You really unloaded on that guy.”
“Glory,”
Sharon said. “This isn’t a game. There are some really dangerous people here.”
“And you’re
one of them, Mom.”
“Eat your
sandwich, honey,” Sharon sighed.
The sandwiches
were dry; Glory had wisely decided not to trust the mayonnaise she’d found in
one of the coolers. They washed them down with warm tap water. Mercer was back
when they were half finished. His face was grim.
“We’ve got a
problem,” he said.
CHAPTER FORTY
They had
filled the bathtub with seawater brought up in buckets from the beach. The
lights were on in the rest of the house, but the bathroom was lit only by the
harsh beams of their flashlights that always seemed to be shining painfully
into his eyes.
Bohler
hadn’t gotten a good look at
any of their faces, but he had heard them conversing in low, worried voices as
they discussed the advancing tide. He knew what they were talking about. He and
his evacuation team had been briefed about it by a professor from Duke
University whose calm, matter of fact delivery had made what he was describing
even more terrifying. But the advancing tides, he thought, were nothing
compared to what was going to happen when the surge hit. The storm surge, a
ridge of water blown by the wind and sucked up by the low air pressure at the
heart of the hurricane, would push the ocean up and over the island.
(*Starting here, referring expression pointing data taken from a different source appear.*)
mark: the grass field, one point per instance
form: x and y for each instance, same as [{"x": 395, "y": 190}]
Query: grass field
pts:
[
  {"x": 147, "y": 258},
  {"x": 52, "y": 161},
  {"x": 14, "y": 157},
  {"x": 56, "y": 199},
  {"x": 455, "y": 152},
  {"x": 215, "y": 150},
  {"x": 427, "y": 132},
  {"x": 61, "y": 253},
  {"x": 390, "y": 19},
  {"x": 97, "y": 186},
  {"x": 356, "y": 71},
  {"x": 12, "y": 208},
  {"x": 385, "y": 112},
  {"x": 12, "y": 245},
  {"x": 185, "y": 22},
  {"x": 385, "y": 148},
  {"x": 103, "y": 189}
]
And they
wouldn’t have time to sit around and talk about it when it happened.
But as he sat
on the bathroom floor, his arms bound behind him with a pair of plastic flex
cuffs,
Bohler
figured he wouldn’t be around to see
that happen. He didn’t think they were filling the tub to give him a relaxing
bath.
Damn shame though
, he thought with a slight edge of hysterical
laughter. It was the nicest bathroom he’d ever seen. Huge raised tub, gold
fittings…
“Okay,” the
man who seemed to be the leader spoke up as one of his captors dumped a bucket
of water in the tub. “That should be enough.” He put down the machine gun he’d
been holding on
Bohler
and walked over to where he
sat. He grabbed
Bohler
by the collar of his flight
suit and hauled him up to his knees next to the tub.
“It’s
possible,” the leader said, “that you’ll answer my questions without me having
to do this.” He thrust
Bohler’s
head and shoulders up
and over the edge of the big porcelain tub and plunged his head beneath the
water.
Bolher
barely had time to take and hold a
deep breath before the sting of the salt water was up his nose and in his eyes.
He tried to stay calm, tried to make the oxygen in his lungs last as long as he
could. But eventually, he felt the building panic, the increasing urgency, the
desire to take a deep breath. It built and built until it was an overwhelming
ache in his chest. Still he held on, knowing that to give in, to cave to that
yearning to just inhale, would be to suck the harsh salt water into him. And
that would be the end. He felt his focus narrowing, all other thoughts shutting
down, until there was only the all-encompassing impulse to breathe. Bright
lights began flashing at the edge of his consciousness. Finally, he gave up.
His last coherent thought before the final surrender was the phrase he’d heard
so often in Sunday school as he grew up, the last words of Christ: “Father into
your hands I commend my spirit…” He hoped it was all true. Before he could find
out, however, his head was yanked back.